Cette décision de la CA. com. Casablanca de 2024 confirme la valeur probante du relevé de compte bancaire. Elle stipule qu'un relevé de compte, pourvu qu'il soit détaillé et arrêté conformément aux délais légaux, constitue un moyen de preuve suffisant pour les créances bancaires. Cette jurisprudence simplifie la charge de la preuve pour les établissements bancaires dans le recouvrement de leurs créances, en reconnaissant la fiabilité des documents comptables internes, sous réserve de leur régularité formelle.

Texte

Saisi d'un appel contre un jugement ayant déclaré irrecevable une action en recouvrement de créance bancaire, la cour d'appel de commerce se prononce sur la force probante des relevés de compte. Le tribunal de commerce avait rejeté la demande au motif que l'établissement bancaire n'avait pas suffisamment justifié l'origine et le calcul de la dette. L'appelant soutenait que le relevé de compte constituait une preuve suffisante et qu'il aurait dû être mis en demeure de produire des pièces complémentaires plutôt que de voir son action déclarée irrecevable. La cour d'appel de commerce retient que le relevé de compte, dès lors qu'il est détaillé et conforme aux écritures commerciales de la banque, constitue une preuve suffisante au visa de l'article 492 du code de commerce.
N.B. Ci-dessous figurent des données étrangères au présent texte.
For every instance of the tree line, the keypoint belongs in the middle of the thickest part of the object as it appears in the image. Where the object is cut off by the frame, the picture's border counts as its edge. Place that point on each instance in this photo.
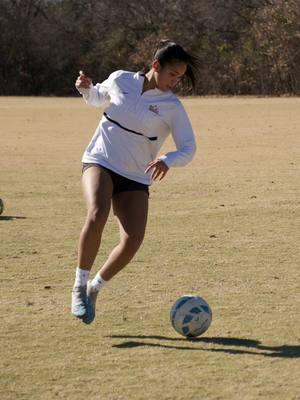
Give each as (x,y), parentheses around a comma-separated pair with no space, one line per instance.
(245,46)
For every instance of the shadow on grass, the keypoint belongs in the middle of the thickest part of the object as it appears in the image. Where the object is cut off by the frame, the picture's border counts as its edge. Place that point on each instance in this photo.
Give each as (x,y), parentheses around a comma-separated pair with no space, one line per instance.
(10,217)
(246,346)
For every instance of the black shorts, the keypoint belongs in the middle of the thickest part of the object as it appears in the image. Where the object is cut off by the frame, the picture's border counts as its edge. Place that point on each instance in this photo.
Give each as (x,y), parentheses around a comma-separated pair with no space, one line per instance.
(120,183)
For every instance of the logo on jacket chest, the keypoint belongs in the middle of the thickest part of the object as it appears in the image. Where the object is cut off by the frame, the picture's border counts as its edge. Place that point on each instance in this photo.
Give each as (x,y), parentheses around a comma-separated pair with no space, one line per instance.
(154,109)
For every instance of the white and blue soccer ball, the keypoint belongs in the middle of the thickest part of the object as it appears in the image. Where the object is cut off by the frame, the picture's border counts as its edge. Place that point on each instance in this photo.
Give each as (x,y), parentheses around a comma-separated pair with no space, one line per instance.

Elle relève en outre que la clôture du compte, intervenue moins d'un an après la dernière opération créditrice, respecte les prescriptions de l'article 503 du même code. La cour précise cependant qu'en l'absence de convention contraire, seuls les intérêts au taux légal sont dus à compter de la date de clôture du compte. En conséquence, la cour infirme le jugement entrepris et, statuant à nouveau, condamne la débitrice au paiement du principal assorti des intérêts légaux.